By Ahmed Aboulenein and Julie Steenhuysen
WASHINGTON, March 10 (Reuters) – The U.S. FDA on Tuesday approved leucovorin, a decades-old generic drug, for use against an ultra-rare disorder called cerebral folate deficiency, but not for children with the much broader diagnosis of autism that it had promised last autumn to help, citing a lack of data.
The approval for the rare genetic disorder, which causes autism-like symptoms, is a significant step back from the government’s September press conference when President Donald Trump and Health Secretary Robert F. Kennedy Jr. promoted the drug as a treatment for autism symptoms.
“So while we did originally approach this with a broad scope, as we looked through the scientific data, we ended up narrowing our scope to come to the strongest data evidence that we could find to support the approval,” a senior U.S. Food and Drug Administration official told reporters on a press call ahead of the approval announcement.
The FDA said it approved GSK’s Wellcovorin, the branded version of leucovorin, based on a systematic review of the published literature on the topic rather than clinical trial data. It was not feasible to conduct a randomized controlled trial due to the rareness of the disease, a second official said.
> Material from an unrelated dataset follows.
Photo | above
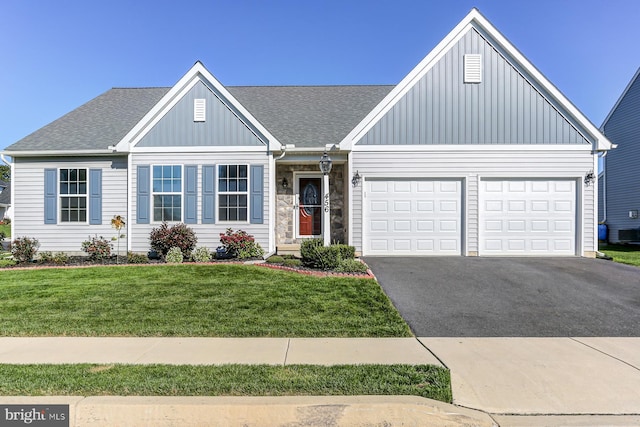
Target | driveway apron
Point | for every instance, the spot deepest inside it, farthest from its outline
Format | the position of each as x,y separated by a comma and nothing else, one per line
512,297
The agency said there were between 20 and 50 case studies of people with the disorder but did not provide details of the review’s scope.
LEUCOVORIN
Leucovorin, also known as folinic acid, is a form of folate, an essential B vitamin, or B9. It is currently used in people undergoing chemotherapy but can be prescribed off-label for other uses.
GSK no longer makes the drug but the expanded approval allows all generic versions of the drug to include the new indication, the official said, and the agency is encouraging drugmakers who produce it to increase production.
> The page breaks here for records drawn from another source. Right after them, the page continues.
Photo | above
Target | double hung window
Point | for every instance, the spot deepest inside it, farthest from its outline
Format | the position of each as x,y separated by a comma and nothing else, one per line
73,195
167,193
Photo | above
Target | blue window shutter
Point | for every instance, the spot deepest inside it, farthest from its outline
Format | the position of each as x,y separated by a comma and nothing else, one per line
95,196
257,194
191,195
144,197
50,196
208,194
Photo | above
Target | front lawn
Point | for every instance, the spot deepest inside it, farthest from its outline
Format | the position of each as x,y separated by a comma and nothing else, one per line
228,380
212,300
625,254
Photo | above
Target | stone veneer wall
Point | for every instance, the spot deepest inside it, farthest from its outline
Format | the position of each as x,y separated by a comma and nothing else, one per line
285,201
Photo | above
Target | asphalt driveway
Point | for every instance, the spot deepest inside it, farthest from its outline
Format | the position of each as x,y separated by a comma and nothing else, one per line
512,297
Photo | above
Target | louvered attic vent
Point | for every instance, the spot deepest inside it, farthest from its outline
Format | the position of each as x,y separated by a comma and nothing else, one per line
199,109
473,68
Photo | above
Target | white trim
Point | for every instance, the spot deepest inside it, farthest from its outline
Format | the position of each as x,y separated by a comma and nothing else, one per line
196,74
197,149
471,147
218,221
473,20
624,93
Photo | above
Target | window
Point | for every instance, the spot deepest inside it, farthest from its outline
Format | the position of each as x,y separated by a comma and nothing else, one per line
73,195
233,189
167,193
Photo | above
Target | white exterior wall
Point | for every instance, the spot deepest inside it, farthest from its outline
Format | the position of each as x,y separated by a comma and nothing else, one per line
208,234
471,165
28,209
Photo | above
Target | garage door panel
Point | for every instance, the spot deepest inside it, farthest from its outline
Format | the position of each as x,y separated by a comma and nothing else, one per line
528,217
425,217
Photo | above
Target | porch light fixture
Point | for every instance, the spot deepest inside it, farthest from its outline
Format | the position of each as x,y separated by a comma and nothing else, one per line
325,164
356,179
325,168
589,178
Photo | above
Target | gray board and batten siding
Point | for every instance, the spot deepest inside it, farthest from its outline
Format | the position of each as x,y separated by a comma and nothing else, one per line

FDA Commissioner Marty Makary said in September the agency had asked that drugmakers be prepared to ramp up production of leucovorin as a treatment for some autism patients.
Makary was speaking at an extraordinary White House press conference where Trump linked autism to childhood vaccine use and the taking of popular pain medication Tylenol by women when pregnant.
During the press conference, Kennedy, who has promised to find the cause of autism, called the drug an “exciting therapy that may benefit large numbers of children who suffer from autism.”
The press conference had a profound effect, according to a recent study in the Lancet, which found that Tylenol use among pregnant women dropped in the months following the press conference while prescriptions for leucovorin in children spiked by 71%.
LIMITED EVIDENCE IN AUTISM
The argument for wider use of leucovorin is built on small studies suggesting many children with autism have autoantibodies that block folate – a vitamin important for brain signaling – from entering the brain, causing a deficiency similar to CFD.
But the data is limited and scientists have called for large clinical trials.
“Right now, we don’t have sufficient data to say that we could establish efficacy for autism more broadly,” the first official said on the FDA call.
“The review team did an amazing job really looking at the data for autism in general that’s available, and was really able to show why we don’t have the evidence at now for a broader approval.”
Doctors have already been prescribing leucovorin for autism off-label. The American Academy of Pediatrics does not recommend its routine use, citing a lack of evidence on benefits.
Researchers say leucovorin, used to treat some cancer patients on chemotherapy, has shown some promise in very small trials, but that large, randomized trials are still needed.